Après un baccalauréat littéraire, je me suis inscrit en licence d’histoire à l’université de Rennes 2 en 2011. J’ai appris à fouiller sur plusieurs chantiers bénévoles pendant les vacances d’été et j’ai décidé de me spécialiser en archéologie durant ma troisième année de licence. Après une première année de tâtonnements, je me suis finalement inscrit à l’université de Nantes en 2015 pour réaliser un master de recherche en archéologie des sociétés et des territoires. C’est ainsi que j’ai commencé à travailler sur l’âge du Bronze dans les Pays de la Loire et que j’ai pu rencontrer toute une équipe de chercheuses et de chercheurs au sein d’un programme collectif de recherche. Et cela sans jamais m’arrêter de fouiller tous les étés dans des équipes d’archéologues bénévoles. J’ai ensuite terminé mon cursus avec un deuxième master d’archéologie, mais cette fois professionnel, toujours à l’université de Nantes.

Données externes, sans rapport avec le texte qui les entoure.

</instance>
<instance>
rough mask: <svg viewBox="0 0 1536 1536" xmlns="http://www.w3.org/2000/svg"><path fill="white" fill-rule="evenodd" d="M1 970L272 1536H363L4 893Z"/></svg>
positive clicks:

Présentez votre parcours professionnel

Mon stage de master professionnel a été pour moi une première entrevue avec l’archéologie préventive. Mais ce sont finalement les rencontres et toute l’expérience que j’ai accumulée pendant mon master de recherche et les chantiers bénévoles qui m’ont permis de trouver du travail.
J’ai enchaîné pendant presque 3 ans des contrats de 3 semaines à 5 mois pour des entreprises privées à Nantes et Toulouse, des collectivités territoriales (Département Loire-Atlantique, Nantes Métropole) et même pour l’éducation Nationale et l’Université de Nantes.
Aujourd’hui, je suis un peu moins précaire, avec un contrat de projet de 3 ans de chargé d’étude en Préhistoire afin de renouveler l’exposition permanente d’un musée en Vendée. Bien éloigné des fouilles, je m’assure maintenant de l’actualisation et de la bonne transmission des savoirs historiques et archéologiques vers le public. Mais rassurez-vous, je reste investi dans des programmes de fouilles, toujours comme bénévole bien entendu !

En quoi consiste votre métier actuel ?

Je suis aujourd’hui chargé d’étude en Préhistoire (grade d’attaché de conservation) dans un musée géré par une collectivité territoriale. Le but est de créer un nouveau parcours pour le renouvellement du musée à partir des anciennes et des nouvelles collections archéologiques. Au quotidien, je travaille à la réalisation de synthèses sur le territoire du département en parcourant la bibliographie scientifique (articles, actes de colloque, rapports de fouille…), mais surtout en prenant connaissance des objets disponibles pour soutenir un discours pédagogique et scientifique. Je dois finalement écrire le futur scénario concernant la préhistoire, du découpage des périodes jusqu’à la mise en valeur des objets, en passant par la conception des textes, et le choix des illustrations, des maquettes, des reconstitutions, des médias et des outils pédagogiques présents dans le musée. Il s’agit d’un véritable travail d’équipe avec de nombreux échanges ! D’abord avec l’équipe des chargés d’étude coordonnée par le conservateur qui travaille sur le renouvellement du parcours, mais aussi avec les médiatrices du musée, le conseil scientifique, des archéologues, des spécialistes, des restaurateurs et restauratrices, des techniciens, des collectionneurs et bien d’autres personnes encore.

Quelles compétences, acquises lors de votre cursus en histoire de l'art et archéologie, êtes-vous amené à utiliser dans votre profession ?

Il y a deux choses qui m’animent dans mes métiers, c’est le travail d’équipe et la curiosité. J’ai eu la chance de pouvoir développer durant mon master de recherche et mes expériences bénévoles un goût pour le travail collectif. C’est fou ce que l’on peut réaliser à plusieurs ! Bien sûr, j’ai gardé une certaine rigueur et un esprit critique que j’ai en partie développé à l’université, mais je garderai en premier lieu l’esprit de collaboration que j’ai pu entretenir avec des camarades de fouilles, des professeurs et des collègues. J’ai également appris à collecter, hiérarchiser les données, construire un discours scientifique et surtout à m’intéresser au moindre petit indice archéologique. Chaque trace à première vue insignifiante peut nous amener à des réponses ou, encore mieux, à de nouvelles questions sur l’humain et son passé. Finalement, étudier une science humaine et sociale est une chance pour comprendre au quotidien nos sociétés, leurs faiblesses, leurs richesses et pour se dépasser, sortir de son cadre de pensée et s’ouvrir aux autres.